Manning was trained in CPR, as was Hamilton. Payne said she was well-trained as safety coordinator for the Saxon Group. But none of them had the experience of Fuller, retired from the Gwinnett County Fire Department after 25 years of service.
Which explains Fuller's calm approach to saving a choking victim.
"I've spent half my life working in emergency services," said Fuller, who now lives in Lula. "It was just second nature.
"I used to teach CPR and I'd tell them, You guys have to be the hero here.' It was just a matter of listening to my own words of wisdom to the people I taught."
Fuller may have been calm, but it doesn't mean he wasn't affected by the rescue.

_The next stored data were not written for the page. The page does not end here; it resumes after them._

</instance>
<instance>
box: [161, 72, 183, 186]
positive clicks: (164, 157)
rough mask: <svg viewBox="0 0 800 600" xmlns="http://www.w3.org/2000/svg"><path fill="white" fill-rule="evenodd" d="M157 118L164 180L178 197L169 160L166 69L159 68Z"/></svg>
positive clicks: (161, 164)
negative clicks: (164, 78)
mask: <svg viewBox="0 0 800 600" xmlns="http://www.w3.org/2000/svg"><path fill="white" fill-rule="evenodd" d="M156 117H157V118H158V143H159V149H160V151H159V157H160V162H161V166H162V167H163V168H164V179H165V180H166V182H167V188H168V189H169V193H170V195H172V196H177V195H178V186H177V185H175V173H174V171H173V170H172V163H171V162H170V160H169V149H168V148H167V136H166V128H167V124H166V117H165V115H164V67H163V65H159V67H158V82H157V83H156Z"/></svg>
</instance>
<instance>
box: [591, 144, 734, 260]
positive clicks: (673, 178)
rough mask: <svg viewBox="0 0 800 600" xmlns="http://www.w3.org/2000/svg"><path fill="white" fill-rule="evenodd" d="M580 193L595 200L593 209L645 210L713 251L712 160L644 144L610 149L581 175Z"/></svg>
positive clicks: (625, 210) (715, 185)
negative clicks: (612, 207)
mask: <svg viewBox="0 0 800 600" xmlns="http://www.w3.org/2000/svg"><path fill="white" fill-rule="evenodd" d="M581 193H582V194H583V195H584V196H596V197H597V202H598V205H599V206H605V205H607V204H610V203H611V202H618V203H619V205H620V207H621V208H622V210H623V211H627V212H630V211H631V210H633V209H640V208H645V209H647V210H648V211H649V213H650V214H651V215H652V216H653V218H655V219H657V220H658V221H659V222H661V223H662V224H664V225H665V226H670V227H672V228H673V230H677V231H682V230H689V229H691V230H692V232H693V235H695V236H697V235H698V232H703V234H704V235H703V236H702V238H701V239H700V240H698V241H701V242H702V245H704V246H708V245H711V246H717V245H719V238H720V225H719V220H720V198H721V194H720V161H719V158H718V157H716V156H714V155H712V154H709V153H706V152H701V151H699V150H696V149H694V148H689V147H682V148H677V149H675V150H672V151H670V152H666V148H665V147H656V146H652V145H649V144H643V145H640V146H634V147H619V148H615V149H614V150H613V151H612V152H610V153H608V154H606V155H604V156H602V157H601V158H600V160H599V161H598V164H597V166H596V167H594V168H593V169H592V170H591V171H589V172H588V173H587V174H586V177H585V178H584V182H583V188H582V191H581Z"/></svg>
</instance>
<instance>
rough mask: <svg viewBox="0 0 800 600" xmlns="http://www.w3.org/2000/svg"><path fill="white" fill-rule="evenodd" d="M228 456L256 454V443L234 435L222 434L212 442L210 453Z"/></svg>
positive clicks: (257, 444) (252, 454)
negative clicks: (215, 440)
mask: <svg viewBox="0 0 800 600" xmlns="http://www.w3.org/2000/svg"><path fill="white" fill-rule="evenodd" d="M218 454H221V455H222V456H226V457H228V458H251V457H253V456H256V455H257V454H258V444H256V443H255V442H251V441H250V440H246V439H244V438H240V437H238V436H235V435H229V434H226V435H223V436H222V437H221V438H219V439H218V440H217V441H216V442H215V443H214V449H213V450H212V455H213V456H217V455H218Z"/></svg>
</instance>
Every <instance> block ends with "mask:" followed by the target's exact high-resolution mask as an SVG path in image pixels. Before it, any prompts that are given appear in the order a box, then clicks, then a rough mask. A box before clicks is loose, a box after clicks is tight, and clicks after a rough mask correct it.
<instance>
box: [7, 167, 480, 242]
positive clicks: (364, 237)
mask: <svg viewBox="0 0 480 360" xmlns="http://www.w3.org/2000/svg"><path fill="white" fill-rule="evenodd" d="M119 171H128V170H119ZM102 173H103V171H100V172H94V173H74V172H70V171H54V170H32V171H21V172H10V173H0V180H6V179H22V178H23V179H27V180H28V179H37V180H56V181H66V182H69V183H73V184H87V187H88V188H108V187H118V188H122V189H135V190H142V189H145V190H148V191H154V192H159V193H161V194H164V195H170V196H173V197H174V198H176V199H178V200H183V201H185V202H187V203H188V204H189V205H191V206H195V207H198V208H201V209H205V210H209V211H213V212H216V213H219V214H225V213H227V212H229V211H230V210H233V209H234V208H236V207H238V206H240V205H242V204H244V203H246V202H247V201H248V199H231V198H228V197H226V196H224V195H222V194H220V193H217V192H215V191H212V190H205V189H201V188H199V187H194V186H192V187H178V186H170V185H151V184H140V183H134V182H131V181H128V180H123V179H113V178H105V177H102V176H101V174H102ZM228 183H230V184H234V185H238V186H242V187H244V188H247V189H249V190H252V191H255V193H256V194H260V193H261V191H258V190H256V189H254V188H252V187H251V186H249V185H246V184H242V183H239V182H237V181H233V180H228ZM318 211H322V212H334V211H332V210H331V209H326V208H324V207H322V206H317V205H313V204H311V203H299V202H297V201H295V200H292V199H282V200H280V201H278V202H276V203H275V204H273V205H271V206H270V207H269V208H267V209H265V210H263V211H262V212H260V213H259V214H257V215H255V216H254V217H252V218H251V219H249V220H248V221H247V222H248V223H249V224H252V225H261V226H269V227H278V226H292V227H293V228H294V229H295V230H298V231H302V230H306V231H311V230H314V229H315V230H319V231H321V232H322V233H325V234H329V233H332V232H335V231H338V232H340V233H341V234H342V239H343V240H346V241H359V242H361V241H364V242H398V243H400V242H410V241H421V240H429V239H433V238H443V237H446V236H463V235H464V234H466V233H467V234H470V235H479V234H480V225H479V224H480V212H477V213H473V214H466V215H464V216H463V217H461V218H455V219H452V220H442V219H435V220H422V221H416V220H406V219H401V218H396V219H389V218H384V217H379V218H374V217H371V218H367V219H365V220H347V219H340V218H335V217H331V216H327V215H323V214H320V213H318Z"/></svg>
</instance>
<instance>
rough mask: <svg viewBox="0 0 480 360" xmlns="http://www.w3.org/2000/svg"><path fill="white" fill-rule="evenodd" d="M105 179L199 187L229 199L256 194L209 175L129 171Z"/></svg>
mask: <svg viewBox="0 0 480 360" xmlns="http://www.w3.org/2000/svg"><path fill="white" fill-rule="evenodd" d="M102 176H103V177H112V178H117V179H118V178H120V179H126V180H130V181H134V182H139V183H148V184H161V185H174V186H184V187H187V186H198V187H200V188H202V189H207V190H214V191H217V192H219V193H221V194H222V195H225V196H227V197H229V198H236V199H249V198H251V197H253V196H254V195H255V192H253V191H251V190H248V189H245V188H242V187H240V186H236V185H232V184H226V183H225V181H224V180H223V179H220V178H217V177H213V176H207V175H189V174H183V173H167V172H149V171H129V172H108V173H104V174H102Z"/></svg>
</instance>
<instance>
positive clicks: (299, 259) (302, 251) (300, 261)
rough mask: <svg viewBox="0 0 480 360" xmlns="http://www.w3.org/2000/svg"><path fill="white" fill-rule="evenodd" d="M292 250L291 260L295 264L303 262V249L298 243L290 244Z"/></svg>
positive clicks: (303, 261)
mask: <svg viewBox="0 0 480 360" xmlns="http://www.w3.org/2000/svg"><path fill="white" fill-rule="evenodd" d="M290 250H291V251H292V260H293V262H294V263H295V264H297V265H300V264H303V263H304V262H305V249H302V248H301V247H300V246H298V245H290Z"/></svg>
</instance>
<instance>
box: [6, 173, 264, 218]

After a year sabbatical following his retirement, he is actively pursuing a job in emergency services.
Hamilton, professional services coordinator for Trident Imaging Services, said you can't help but be changed by such an event. Even though he's well-trained in CPR, he says he will "take it a lot more seriously."
"It shows how precious life is," he said.
Said Manning: "Thank God that Suwanee Sports Academy had that AED (automated external defibrillator). That technology is clearly what saved (Lulko's) life."
Manning said he was very emotional following the rescue of Lulko. He said he was brought to tears while relaying the story to his wife later that day and moved to get a cardiac scan thereafter.
Payne is less than a week removed from her heroics, though she doesn't think the word applies. She said she was merely doing, as Hamilton expressed earlier, what any person should do for another.
"I don't consider myself a hero," Payne said. "I feel I'm lucky to be at the right place at the right time.
"I'm like everyone else: I work hard and I work eight hours a day. But when it comes down to seeing someone who needs help, I will take that time to help them."
It's a credo we'd all do well to live by.